The Barack Obama Administration is, of course, way far out in the wrong direction.

Pushed by the White House, Senate Homeland Security and Governmental Affairs Committee leaders proposed sweeping legislation that includes greater government oversight of some critical private networks.

The Administration is also demanding all sorts of our private information be rendered unto Caesar, often with very little in the way of limits, or protections. Shocker. Even the best bill – Congressman Mike Rogers’ CISPA – is too government-centric and overly broad, and has raised concerns all across the ideological spectrum.

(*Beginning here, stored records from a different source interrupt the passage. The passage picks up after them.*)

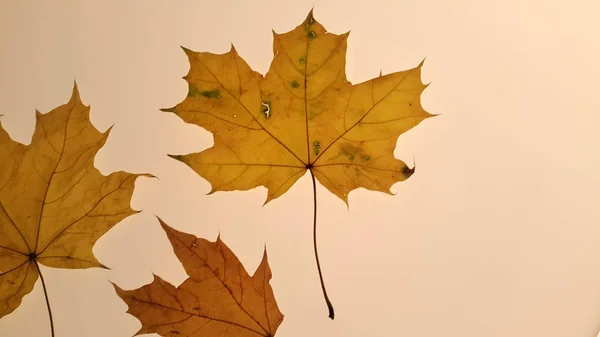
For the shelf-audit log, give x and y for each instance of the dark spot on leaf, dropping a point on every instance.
(265, 109)
(317, 147)
(408, 171)
(211, 93)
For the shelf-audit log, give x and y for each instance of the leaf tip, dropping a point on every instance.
(172, 109)
(187, 51)
(310, 17)
(177, 157)
(232, 48)
(407, 171)
(75, 96)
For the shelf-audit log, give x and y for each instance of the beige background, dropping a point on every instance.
(496, 234)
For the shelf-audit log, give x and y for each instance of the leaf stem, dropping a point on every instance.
(329, 305)
(46, 296)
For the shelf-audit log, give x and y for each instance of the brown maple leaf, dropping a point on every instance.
(54, 204)
(218, 298)
(303, 115)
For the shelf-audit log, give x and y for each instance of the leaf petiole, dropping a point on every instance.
(46, 296)
(329, 305)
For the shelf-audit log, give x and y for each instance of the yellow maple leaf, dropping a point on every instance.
(303, 115)
(218, 298)
(54, 204)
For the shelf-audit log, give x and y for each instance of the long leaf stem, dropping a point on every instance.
(46, 296)
(329, 305)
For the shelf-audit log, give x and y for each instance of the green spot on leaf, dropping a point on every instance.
(408, 171)
(211, 93)
(193, 91)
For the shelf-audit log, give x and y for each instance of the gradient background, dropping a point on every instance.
(496, 234)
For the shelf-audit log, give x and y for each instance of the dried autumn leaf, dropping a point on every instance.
(302, 115)
(54, 204)
(218, 298)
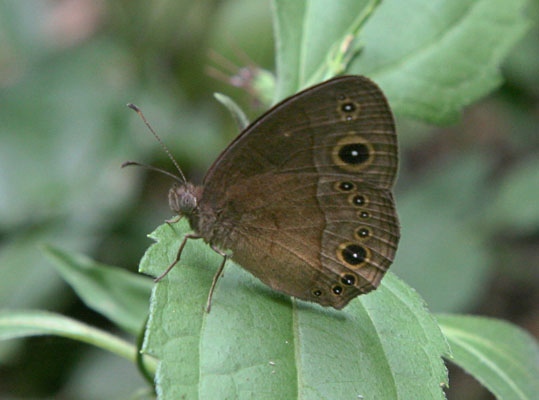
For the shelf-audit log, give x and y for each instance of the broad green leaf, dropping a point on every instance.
(431, 57)
(237, 113)
(442, 252)
(504, 358)
(116, 293)
(305, 32)
(26, 323)
(257, 343)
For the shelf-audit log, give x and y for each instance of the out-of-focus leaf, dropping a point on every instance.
(237, 113)
(121, 296)
(25, 323)
(515, 202)
(258, 343)
(104, 376)
(504, 358)
(433, 57)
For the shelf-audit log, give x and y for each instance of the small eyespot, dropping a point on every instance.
(348, 279)
(337, 290)
(362, 233)
(345, 186)
(354, 153)
(347, 108)
(364, 215)
(357, 200)
(352, 254)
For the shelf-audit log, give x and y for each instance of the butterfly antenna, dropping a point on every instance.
(128, 163)
(137, 110)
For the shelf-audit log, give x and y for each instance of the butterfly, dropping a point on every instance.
(302, 197)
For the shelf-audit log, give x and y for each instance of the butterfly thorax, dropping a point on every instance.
(185, 200)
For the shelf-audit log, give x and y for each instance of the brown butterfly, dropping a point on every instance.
(302, 197)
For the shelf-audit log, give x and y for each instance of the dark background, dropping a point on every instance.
(68, 67)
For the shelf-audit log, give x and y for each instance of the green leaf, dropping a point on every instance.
(431, 57)
(434, 57)
(514, 202)
(504, 358)
(237, 113)
(19, 324)
(442, 253)
(116, 293)
(257, 343)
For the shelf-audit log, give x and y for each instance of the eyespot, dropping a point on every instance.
(344, 186)
(358, 200)
(348, 279)
(354, 255)
(362, 233)
(352, 153)
(337, 290)
(348, 109)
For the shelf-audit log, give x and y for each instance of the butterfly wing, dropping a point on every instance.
(302, 196)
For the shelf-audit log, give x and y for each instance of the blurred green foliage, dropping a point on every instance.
(466, 194)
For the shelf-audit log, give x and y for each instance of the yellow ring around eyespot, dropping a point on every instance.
(337, 185)
(342, 246)
(352, 139)
(352, 196)
(348, 115)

The federal government does everything in a tectonically-slow, ham-and-heavy-handed manner.  Nowhere would this be more devastatingly damaging than were they in charge of anything having to do with the lightening-fast World Wide Web. But we have for cyberecurity a far better model to emulate – the military contractor model.

The federal government is boob-erific in just about everything it does. The government is terrible at creating programs. Social Security is broke. Medicare is broke. Medicaid – broke. The Post Office – broke. Amtrak – busted. And on, and on, and…. General Services Administration (GSA), anyone?

The government is terrible as a venture capitalist. Government General Motors will lose us at least $30 billion. In the non-green non-energy sector alone, at least fourteen President Barack Obama-subsidized solar companies alone have already gone belly-up.

The less we have the federal government do, the better, which is, coincidentally, how the Constitution was written.

But then there’s national defense – a Constitutionally-proscribed federal duty, and one that is by and large run pretty well:  in part because our volunteer men and women are beyond extraordinary; and in part because a great deal of our military processes are contracted out to private companies who are experts in their fields.

The Defense Department doesn’t devise, design and build jets – companies like McDonnell Douglas do. Military electronics and all manner of technical hard and software are produced by companies like Northrop Grumman, not the Pentagon.

There is of course waste, fraud and abuse here too. But that is in part due to poor oversight by the government (GSA, anyone?).  You can certainly be angry with the thieves who robbed you – but if you left your doors unlocked, you’re partly on the hook.

But at the end of the day, who do you trust more? A for-profit private company, that wins a competitive bidding process? Or the biggest, most incompetent nightmare monopoly of them all – the federal government? How are government schools doing it for you?

Cybersecurity is certainly a part of national security. There is, therefore, a legitimate federal government role to be played.  And it should be the same role largely played with Defense – contracting out to people who know what they’re doing.

These contractors should handle all day-to-day Internet security. And keep the government apprised of issues as they arise. And keep the We the People information-sharing to an absolutely-necessary national-security minimum. Like we have recommended private companies do with all things privacy and the government.

Simple concept, no? More of a Cyber Security Moment than a Week, but the results will be infinitely better.

Seton Motley is the president of Less Government.